RFR: 8341137: Optimize long vector multiplication using x86 VPMUL[U]DQ instruction

Wed Nov 6 17:39:41 UTC 2024

On Tue, 5 Nov 2024 00:07:51 GMT, Vladimir Ivanov <vlivanov at openjdk.org> wrote:

>> Thanks, @jatin-bhateja. I took a look at the latest version and still think that IGVN is not the best place for it. 
>> 
>> First of all, flags on MulVL feel too adhoc and irregular. The original IR structure is still there (except the cases when inputs are rewired), so can be easily recomputed on demand.
>> 
>> I noticed that the patterns can be generalized: what matters is whether upper half is filled with zeros/sign bits or not, so small enough masks (and large enough shifts) are amenable to the same optimization. But, in such case, input rewiring becomes applicable only to particular constant inputs.
>> 
>> (BTW signed right shifts can be optimized in a similar way, since they populate upper half with the sign-bit.)
>> 
>> So, IMO the best way to move this particular enhancement forward is:
>> * perform the transformation during matching;
>> * match a single MulVL node and shape the checks on argument shape as predicates on AD instructions 
>>    * setting lower instruction costs should tell the matcher to prefer new specific instructions over generic ones;
>> * avoid input rewiring for now (VPMULDQ/VPMULUDQ give enough performance improvement on its own).
>
>> So, IMO the best way to move this particular enhancement forward is: ...
> 
> @jatin-bhateja here's a sketch (not tested): https://github.com/openjdk/jdk/compare/master...iwanowww:jdk:pr/21244

Hi @iwanowww ,

Thanks for refactoring! your suggestions are included. 

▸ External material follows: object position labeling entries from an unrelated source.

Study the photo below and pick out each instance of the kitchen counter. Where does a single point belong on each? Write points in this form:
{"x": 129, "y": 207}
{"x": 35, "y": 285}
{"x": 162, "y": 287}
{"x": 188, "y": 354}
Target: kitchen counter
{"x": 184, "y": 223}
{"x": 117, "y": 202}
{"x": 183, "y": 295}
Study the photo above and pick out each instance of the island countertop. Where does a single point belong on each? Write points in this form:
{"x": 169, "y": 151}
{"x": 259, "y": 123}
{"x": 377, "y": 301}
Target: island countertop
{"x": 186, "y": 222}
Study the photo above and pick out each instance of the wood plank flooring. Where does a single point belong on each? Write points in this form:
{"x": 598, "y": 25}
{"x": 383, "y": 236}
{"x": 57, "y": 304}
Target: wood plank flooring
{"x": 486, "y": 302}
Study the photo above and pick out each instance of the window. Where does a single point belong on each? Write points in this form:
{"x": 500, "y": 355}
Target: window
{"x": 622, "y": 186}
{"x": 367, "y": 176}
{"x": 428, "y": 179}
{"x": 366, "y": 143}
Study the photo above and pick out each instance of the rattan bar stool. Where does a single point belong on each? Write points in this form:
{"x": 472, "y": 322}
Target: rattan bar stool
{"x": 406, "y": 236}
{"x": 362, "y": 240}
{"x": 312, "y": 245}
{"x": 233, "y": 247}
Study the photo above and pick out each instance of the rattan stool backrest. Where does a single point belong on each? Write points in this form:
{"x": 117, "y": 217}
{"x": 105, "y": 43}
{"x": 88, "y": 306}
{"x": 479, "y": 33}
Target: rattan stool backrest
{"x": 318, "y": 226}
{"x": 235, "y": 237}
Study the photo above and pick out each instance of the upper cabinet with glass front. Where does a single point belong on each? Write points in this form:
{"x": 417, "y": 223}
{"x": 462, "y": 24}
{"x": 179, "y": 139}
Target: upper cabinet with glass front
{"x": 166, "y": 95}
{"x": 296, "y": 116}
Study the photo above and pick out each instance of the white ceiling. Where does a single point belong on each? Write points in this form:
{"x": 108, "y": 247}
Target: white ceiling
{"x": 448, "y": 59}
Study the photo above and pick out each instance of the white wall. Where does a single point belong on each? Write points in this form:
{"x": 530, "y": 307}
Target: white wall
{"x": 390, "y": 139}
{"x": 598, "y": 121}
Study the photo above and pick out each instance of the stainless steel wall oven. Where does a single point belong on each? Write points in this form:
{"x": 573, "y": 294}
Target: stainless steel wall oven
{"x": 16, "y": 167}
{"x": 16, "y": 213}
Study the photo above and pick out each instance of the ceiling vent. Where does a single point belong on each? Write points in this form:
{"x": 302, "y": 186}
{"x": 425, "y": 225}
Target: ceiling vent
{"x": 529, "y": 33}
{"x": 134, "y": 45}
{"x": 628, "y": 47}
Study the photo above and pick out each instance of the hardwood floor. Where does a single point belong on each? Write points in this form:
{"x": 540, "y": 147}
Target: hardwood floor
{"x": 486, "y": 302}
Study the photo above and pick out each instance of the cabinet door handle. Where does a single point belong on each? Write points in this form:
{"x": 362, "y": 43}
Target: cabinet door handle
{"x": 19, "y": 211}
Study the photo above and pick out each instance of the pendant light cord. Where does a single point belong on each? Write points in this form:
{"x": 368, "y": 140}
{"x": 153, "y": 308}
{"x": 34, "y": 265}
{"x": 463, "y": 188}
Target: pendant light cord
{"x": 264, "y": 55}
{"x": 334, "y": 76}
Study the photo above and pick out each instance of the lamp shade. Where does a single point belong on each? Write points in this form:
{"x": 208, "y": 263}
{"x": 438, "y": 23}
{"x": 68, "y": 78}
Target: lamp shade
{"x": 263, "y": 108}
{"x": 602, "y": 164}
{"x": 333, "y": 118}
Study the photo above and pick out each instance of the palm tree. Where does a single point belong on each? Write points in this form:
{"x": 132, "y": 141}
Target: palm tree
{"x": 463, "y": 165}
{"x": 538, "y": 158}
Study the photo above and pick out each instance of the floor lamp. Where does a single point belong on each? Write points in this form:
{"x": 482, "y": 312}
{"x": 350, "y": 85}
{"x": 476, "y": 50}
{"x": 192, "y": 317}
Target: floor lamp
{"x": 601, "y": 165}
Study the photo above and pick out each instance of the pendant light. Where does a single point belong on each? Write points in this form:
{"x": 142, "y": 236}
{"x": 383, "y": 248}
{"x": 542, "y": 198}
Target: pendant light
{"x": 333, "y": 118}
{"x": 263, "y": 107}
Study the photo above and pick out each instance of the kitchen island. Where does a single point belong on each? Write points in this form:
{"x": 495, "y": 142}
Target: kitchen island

Points in favor of the current approach:-
- Patch strength reduces 15 cycles full quadword multiplier to 5 cycles double word multiplier with quadword saturation.
- IR remains target independent, we are not directly forwarding the pattern inputs to the multiplier, such rewiring is only possible when we mask out the upper double word of inputs, for other cases like right shifting (logical) inputs by 32 or upcasting integral to long lanes we still need to emit the input preparation/formatting instruction sequence. 
- Patch shows performance improvement on both E and P core Xeons.

Following are the performance number for include micro benchmarks.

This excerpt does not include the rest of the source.